今週の新社会

国が変わるのを
待ってられない!

2024/05/01
ボトムアップで政治変える
LIN−Net集会


   「国が変わるのを待っていられない! 地域・自治体から希望の選択を」と4月20日、東京都内でローカルイニシアチブネットワ―ク(LIN―Net=リンネット)が集会を開いた(写真)。玉城デニー沖縄県知事や保坂展人世田谷区長らが民主主義の現状と地域からの改革を訴え、ボトムアップ型の民主主義に向けて参加者とともに語り合った。

    会場300人と130人のオンライン参加で熱気にあふれる中、最初に玉城知事が特別報告した。 

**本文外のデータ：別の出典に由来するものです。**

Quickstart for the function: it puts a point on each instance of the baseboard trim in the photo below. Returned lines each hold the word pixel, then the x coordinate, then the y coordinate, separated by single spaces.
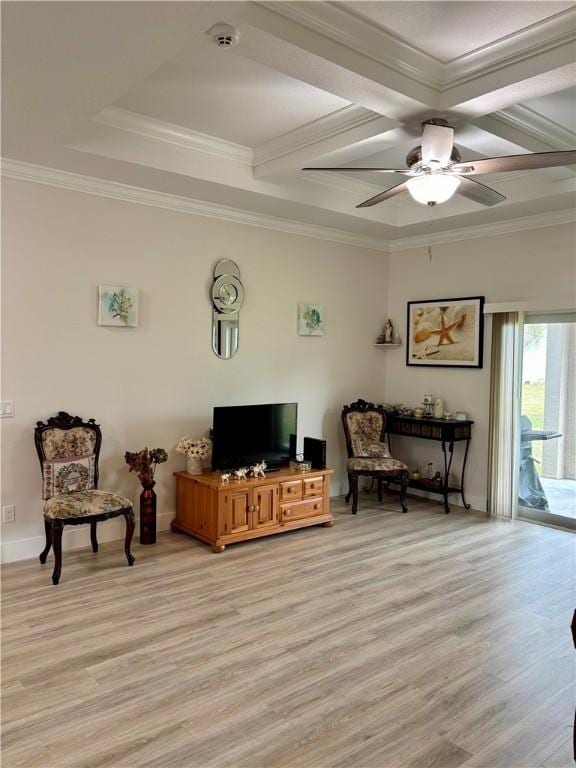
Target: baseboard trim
pixel 75 537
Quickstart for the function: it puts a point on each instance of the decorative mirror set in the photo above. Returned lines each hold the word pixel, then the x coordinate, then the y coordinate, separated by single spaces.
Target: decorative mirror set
pixel 227 298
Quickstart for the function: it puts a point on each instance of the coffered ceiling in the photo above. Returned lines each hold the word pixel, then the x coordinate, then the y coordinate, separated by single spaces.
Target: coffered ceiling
pixel 138 94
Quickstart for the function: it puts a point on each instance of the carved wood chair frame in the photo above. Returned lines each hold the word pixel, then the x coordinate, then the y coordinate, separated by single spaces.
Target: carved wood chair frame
pixel 54 527
pixel 381 476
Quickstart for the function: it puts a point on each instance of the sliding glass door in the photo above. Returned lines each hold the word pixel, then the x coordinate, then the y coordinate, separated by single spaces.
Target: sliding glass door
pixel 547 426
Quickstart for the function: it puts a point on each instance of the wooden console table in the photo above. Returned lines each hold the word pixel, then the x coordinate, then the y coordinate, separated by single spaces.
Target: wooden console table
pixel 445 431
pixel 225 513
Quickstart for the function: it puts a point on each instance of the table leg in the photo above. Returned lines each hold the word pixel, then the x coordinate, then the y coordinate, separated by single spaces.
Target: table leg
pixel 466 506
pixel 447 466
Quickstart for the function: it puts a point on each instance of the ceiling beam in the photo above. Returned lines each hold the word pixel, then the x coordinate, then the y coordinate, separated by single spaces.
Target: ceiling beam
pixel 272 36
pixel 341 129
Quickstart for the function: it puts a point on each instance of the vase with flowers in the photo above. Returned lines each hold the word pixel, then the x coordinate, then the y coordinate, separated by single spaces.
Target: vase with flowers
pixel 195 451
pixel 145 463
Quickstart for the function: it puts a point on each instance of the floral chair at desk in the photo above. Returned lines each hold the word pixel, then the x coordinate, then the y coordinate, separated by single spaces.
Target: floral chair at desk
pixel 68 449
pixel 368 453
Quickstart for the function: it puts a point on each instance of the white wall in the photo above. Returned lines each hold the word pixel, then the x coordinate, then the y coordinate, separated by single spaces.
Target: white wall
pixel 152 384
pixel 538 264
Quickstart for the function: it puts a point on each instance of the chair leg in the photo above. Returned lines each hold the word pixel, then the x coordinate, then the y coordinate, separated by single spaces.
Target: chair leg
pixel 403 491
pixel 347 497
pixel 93 538
pixel 130 524
pixel 46 550
pixel 354 494
pixel 57 545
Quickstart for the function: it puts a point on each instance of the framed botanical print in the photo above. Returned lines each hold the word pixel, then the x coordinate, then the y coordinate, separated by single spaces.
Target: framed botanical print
pixel 117 305
pixel 447 333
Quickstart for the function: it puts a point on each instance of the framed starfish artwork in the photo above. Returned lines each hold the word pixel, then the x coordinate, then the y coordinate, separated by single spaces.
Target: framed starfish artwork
pixel 447 333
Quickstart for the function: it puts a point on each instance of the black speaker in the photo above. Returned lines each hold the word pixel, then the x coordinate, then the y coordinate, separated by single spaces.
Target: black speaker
pixel 315 452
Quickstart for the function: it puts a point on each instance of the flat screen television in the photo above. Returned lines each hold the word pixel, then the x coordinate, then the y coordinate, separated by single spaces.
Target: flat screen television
pixel 245 434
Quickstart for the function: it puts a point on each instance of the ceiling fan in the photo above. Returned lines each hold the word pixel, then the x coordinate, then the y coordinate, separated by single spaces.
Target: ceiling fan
pixel 436 171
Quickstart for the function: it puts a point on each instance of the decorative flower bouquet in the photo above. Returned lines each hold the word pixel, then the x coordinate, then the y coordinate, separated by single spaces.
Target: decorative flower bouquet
pixel 195 451
pixel 145 462
pixel 198 449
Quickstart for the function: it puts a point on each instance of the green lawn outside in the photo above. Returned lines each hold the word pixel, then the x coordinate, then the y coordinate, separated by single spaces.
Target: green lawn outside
pixel 533 407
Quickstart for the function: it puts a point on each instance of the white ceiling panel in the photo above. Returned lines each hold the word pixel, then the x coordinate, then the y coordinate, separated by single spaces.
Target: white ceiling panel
pixel 559 107
pixel 447 30
pixel 216 92
pixel 136 93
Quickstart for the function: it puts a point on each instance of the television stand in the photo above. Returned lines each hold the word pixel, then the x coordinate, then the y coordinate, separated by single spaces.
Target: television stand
pixel 226 513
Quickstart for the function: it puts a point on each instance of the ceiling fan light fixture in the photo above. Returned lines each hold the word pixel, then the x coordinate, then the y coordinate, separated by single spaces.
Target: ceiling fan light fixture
pixel 432 188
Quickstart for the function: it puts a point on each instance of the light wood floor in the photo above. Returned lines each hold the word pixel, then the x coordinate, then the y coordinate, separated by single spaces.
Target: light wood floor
pixel 421 641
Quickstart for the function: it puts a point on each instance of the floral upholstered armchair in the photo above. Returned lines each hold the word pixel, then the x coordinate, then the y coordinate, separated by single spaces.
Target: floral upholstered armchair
pixel 68 449
pixel 368 453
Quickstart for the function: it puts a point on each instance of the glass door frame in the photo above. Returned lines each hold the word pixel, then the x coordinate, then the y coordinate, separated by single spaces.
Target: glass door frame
pixel 526 513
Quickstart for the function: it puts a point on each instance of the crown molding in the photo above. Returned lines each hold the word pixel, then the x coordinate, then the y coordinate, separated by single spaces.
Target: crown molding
pixel 344 26
pixel 541 37
pixel 550 219
pixel 327 127
pixel 160 130
pixel 37 174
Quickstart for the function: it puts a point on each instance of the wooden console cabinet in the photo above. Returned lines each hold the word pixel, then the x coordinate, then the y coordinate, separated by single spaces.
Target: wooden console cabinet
pixel 224 513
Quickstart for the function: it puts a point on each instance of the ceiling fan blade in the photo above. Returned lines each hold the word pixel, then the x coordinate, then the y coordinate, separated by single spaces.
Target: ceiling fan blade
pixel 381 196
pixel 355 170
pixel 480 193
pixel 437 143
pixel 517 162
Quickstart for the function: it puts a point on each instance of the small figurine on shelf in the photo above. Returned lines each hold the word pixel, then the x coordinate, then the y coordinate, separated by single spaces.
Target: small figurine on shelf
pixel 388 332
pixel 257 470
pixel 438 480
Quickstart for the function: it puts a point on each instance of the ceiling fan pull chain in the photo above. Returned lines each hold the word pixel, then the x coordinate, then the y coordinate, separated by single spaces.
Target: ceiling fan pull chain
pixel 430 209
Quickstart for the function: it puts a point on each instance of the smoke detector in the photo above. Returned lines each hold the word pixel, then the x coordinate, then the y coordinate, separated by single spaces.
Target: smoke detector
pixel 224 35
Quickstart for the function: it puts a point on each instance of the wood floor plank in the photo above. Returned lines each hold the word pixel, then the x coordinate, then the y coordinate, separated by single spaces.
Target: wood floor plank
pixel 422 640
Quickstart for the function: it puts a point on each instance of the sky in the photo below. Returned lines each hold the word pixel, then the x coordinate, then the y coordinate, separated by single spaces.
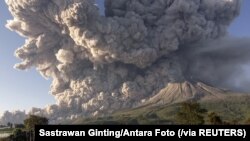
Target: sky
pixel 25 89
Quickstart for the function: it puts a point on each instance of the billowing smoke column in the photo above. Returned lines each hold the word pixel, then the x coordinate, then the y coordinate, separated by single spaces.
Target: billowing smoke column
pixel 103 63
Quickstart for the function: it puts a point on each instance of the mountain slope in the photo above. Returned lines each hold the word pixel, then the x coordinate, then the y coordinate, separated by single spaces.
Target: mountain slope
pixel 163 107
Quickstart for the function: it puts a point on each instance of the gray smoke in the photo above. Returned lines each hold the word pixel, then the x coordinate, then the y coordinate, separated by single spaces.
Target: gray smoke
pixel 100 64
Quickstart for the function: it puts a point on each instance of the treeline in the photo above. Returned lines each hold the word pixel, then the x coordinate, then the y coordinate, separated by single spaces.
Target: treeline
pixel 191 113
pixel 26 132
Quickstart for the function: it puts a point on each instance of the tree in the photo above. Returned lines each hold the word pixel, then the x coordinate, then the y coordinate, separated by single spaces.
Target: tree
pixel 191 113
pixel 247 121
pixel 33 120
pixel 18 135
pixel 214 119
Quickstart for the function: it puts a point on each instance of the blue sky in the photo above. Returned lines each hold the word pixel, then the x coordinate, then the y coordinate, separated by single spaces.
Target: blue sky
pixel 26 89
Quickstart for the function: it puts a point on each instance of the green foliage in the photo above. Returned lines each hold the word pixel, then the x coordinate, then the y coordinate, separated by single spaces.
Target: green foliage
pixel 18 135
pixel 214 119
pixel 190 113
pixel 33 120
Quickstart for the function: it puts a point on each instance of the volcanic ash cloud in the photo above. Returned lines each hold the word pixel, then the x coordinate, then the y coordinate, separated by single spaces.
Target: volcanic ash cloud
pixel 103 63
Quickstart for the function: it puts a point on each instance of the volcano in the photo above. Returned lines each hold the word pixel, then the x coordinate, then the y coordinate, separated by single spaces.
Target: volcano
pixel 186 91
pixel 163 106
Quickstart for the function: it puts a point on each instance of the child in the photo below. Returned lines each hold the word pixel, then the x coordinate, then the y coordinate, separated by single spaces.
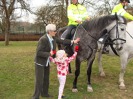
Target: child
pixel 62 62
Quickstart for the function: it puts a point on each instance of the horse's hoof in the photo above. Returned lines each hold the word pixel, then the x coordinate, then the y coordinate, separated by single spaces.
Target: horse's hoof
pixel 122 87
pixel 89 89
pixel 74 90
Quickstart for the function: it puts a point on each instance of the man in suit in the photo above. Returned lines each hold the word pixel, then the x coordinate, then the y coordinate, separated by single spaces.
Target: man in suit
pixel 46 45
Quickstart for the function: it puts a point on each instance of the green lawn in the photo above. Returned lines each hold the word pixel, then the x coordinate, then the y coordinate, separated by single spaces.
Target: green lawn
pixel 17 76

    玉城知事は、辺野古基地建設に係る代執行と民主主義の問題を提起。その中で明らかになったのは、県知事選挙と県民投票で示された「建設反対」の民意が国によって無視される民主主義のあり方と、代執行における法治主義の歪みだ。

   シンポジウムの司会をした中島岳志東京工業大教授は、代執行は沖縄だけの問題ではない、(国と地方の関係を対等平等から上意下達の関係に戻す)地方自治法の改「正」にかかわる問題だと指摘。 

     これを受けて保坂区長は、「国は対話する気はない、国が決めたらやるという。政権にかつてあった寛容さ、民主主義が感じられない」と訴えた。 

     岸本聡子杉並区長は、「果たして自治はあったのか」と区長に就任して、区職員の国の指示待ち姿勢を間近に見た課題を報告。そして、「沖縄で行われているのは不正義であり、その容認に私たちも加担しており、沖縄の問題は自治の今日的課題を明らかにしている」と語った。 

     更に岸本区長は自治がなぜすたれていったのか、政治を自分事としていくのが住民自治だと訴えた。それに呼応して、議会の多様性の必要性を、20代、30代の女性議員を誕生させ、政治分野のジェンダーギャップ解消をめざす「FIFTYSPROJCT」代表の能條桃子さんが活動を報告した。 

    分科会でも住民に最も近く、直接民主主義性も備えた自治の現場から、民主主義をつくり、国に先んじた政策事例を広げようと参加者の議論が行われた。

                        ◇ 

LIN―Net 

     22年12月発足。「伝統的既得権」と「新自由主義的な公的セクター解体」が交錯する政治構図から、現状をより良く修復し、再生させていく社会包摂型の「いのちの政治」をめざす。数は力なりの政治から一人ひとりの人権と尊厳を大事にしたダイバーシティへの政治転換を地域、自治体から図ろうと結成。 

    5つの目標に、地域主権と民主主義、気候危機への取組み、ケアを社会の真ん中に位置づける、人権尊重と多様性を認める社会、市民が参画し共同するまちづくりを掲げる。 

     世話人は保坂世田谷区長、岸本杉並区長、阿部裕行多摩市長の他に都・区・市議や学者、有識者からなる。